Once upon a time, the postseason provided fans the opportunity to see baseball at its best. Today, it gives us the chance to watch mound visits and pitching changes at their most.
In Game 1 of the World Series, the Los Angeles Dodgers and the Boston Red Sox deployed 12 pitchers. By comparison, when the Dodgers and the New York Yankees met in 1963, they needed only 11 pitchers to get through the entire series.
Over the four-game sweep, the LA starters covered 35 1/3 innings. A single reliever was needed, to get a grand total of two outs.

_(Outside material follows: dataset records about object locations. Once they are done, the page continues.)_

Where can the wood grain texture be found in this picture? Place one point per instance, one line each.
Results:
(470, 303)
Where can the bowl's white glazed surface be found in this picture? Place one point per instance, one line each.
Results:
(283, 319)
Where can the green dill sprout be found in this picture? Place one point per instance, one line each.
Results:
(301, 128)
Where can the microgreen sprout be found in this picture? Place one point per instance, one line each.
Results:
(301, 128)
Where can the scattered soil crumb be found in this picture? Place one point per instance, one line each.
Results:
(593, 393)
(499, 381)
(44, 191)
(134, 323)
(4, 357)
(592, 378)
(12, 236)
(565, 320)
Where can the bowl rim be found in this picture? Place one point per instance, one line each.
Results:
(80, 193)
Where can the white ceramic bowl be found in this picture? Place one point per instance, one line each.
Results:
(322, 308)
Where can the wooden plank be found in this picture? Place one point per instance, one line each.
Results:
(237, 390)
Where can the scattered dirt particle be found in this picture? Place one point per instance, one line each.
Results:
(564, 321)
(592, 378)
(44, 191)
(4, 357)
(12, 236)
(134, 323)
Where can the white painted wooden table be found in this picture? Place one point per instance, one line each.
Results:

Watching managers take the ball from one pitcher and hand it to another is about as exciting as watching someone buy snacks from a vending machine. Baseball has always been a game in which most of the actual playing time features a lot of people standing around waiting for something to happen. Now each game features a lot of people standing around waiting for the game to resume so they can stand around waiting for something to happen.
It's as though Major League Baseball, responding to the perception of many people that the game was slow and tedious, decided to address that complaint by making it even…slower…and…more…tedious.

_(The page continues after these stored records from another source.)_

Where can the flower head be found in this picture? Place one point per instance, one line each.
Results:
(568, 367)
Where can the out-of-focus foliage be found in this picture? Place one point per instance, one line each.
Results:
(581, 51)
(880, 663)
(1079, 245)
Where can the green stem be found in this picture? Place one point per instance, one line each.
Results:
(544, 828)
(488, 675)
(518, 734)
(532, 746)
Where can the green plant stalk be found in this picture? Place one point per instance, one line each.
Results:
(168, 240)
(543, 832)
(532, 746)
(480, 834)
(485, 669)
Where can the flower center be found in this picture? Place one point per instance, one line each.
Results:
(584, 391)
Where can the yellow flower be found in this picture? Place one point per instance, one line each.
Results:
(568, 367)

This is not just a postseason phenomenon. Starting pitchers, not so long ago, used to manage the heroic feat of lasting nine innings on a regular basis. In 1993, Chuck Finley led the majors with 13 complete games. In 2018, eight different guys tied for the lead, with two. Next year, I predict, all pitchers will be tied for the lead, with zero.

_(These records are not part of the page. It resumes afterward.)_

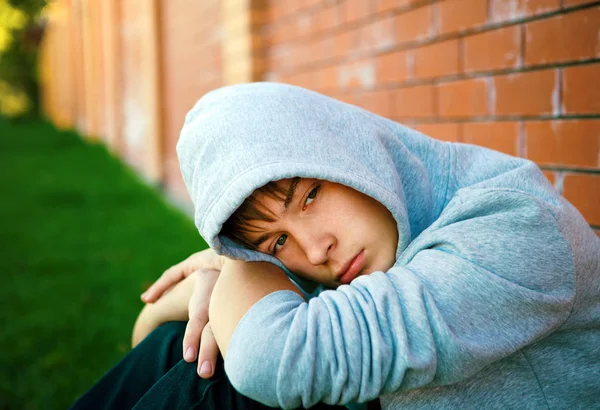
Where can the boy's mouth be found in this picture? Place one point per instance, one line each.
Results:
(352, 268)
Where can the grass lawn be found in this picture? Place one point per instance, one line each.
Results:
(80, 238)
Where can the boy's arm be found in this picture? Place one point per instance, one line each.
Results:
(491, 276)
(239, 287)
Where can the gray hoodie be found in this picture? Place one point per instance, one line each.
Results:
(494, 299)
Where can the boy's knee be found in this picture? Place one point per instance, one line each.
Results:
(168, 330)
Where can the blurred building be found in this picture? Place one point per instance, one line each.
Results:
(518, 76)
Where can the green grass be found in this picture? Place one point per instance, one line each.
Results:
(80, 238)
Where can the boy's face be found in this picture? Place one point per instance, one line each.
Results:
(327, 232)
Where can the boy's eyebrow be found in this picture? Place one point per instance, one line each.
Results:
(259, 241)
(290, 193)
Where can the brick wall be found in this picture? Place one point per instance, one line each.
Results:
(521, 77)
(518, 76)
(191, 65)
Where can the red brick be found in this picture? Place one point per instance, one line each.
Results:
(532, 93)
(567, 37)
(459, 15)
(436, 60)
(441, 131)
(378, 35)
(571, 3)
(413, 102)
(326, 19)
(581, 88)
(583, 191)
(385, 5)
(357, 74)
(569, 142)
(415, 25)
(354, 10)
(500, 136)
(392, 68)
(509, 10)
(344, 42)
(465, 98)
(326, 78)
(378, 102)
(493, 50)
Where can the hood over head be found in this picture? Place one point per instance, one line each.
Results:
(238, 138)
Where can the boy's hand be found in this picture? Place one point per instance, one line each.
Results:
(198, 340)
(203, 260)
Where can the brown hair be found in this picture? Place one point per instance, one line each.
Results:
(239, 224)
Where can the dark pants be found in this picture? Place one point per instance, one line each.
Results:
(155, 376)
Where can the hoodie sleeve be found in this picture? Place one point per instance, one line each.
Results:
(490, 276)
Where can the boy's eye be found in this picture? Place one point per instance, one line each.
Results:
(311, 196)
(280, 242)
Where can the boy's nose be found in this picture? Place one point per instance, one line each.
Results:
(317, 247)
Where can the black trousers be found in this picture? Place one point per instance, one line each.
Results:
(155, 376)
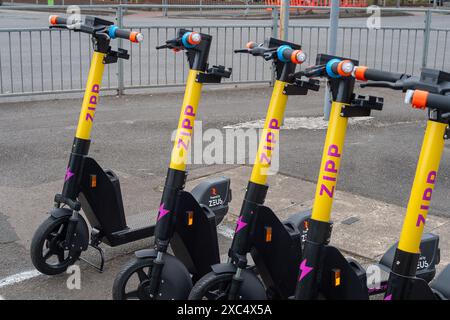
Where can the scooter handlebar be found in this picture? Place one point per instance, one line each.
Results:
(421, 99)
(133, 36)
(363, 73)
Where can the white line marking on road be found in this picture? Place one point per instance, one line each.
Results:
(226, 231)
(19, 277)
(312, 123)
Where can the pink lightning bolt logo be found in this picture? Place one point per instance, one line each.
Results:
(304, 270)
(162, 211)
(69, 174)
(240, 224)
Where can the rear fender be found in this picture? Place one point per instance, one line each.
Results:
(215, 193)
(81, 236)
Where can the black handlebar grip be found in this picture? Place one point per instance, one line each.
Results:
(364, 74)
(54, 20)
(291, 55)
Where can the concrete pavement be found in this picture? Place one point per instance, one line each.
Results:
(132, 136)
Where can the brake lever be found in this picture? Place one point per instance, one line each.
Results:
(381, 84)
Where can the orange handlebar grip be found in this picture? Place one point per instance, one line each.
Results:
(419, 99)
(341, 70)
(52, 19)
(359, 73)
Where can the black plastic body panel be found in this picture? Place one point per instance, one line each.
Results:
(429, 256)
(196, 245)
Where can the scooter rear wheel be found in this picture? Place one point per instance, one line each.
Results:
(133, 281)
(46, 250)
(212, 287)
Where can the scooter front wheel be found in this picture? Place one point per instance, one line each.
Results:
(215, 286)
(47, 251)
(133, 281)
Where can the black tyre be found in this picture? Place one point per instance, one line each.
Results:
(47, 252)
(132, 282)
(213, 286)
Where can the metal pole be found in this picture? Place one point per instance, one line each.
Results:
(275, 18)
(164, 2)
(284, 19)
(426, 38)
(332, 44)
(120, 83)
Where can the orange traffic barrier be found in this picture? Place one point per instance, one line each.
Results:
(318, 3)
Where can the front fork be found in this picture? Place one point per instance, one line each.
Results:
(401, 280)
(176, 177)
(310, 267)
(80, 146)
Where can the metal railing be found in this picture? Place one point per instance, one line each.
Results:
(42, 61)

During the National League Championship Series, the Milwaukee Brewers took this trend to its logical endpoint by sending out a starter for the express purpose of facing exactly one batter—after which he was excused for the evening to gleefully calculate his per-batter earnings.
Not only does the plethora of pitching changes foster boredom; it stretches games out to epic lengths. Game 1 took three hours and 52 minutes. That's six minutes longer than the film Gone With the Wind—which, when it came out, was the longest movie ever made. Game 1 took just three minutes less than it took to play the last two games of the 1963 series.
Maybe there are some fans who get a thrill every time a manager makes the long hike to send his pitcher to the showers. For everyone else, I have a suggestion that would speed things up: Stop letting relievers throw warmup pitches when they enter the game.
This ritual has been around forever, but it wastes a lot of time. MLB grants two minutes and 55 seconds for a new pitcher to reach the mound and prepare his essential appendage. Every reliever who enters in the middle of an inning robs fans of three minutes of our allotted life spans.
And why does a professional ballplayer need this process? When a backup quarterback trots out on the field, he doesn't get to make a few practice throws before taking a snap. When a pinch hitter steps to the plate, he doesn't insist on hitting some soft tosses to hone his stroke. Getting ready is what the bullpen is for, after all.
Abolishing warmup pitches would save a couple of minutes each time a reliever is called, and in the course of what has become a normal game, the minutes would add up. It would also eliminate an empty interlude that holds the attention of nobody in the stands and subjects TV audiences to yet more commercials.
Purists will say that relievers, deprived of their mound tosses, would be less effective. This is probably true. But it's a feature, not a bug.
If relievers were more prone to missing the strike zone or serving up meatballs, managers would be less inclined to use them. Or they would insert subs more often at the start of an inning, when they are guaranteed warmup time. Either way, the game would move faster, and fewer fans would drag themselves off to bed long before the final out.
If you like baseball as it is now, with frequent delays and interruptions and games that last for days, maybe you'd be even happier dispensing with the players. Then you could direct your full attention to an even more exciting pastime: watching the outfield grass grow.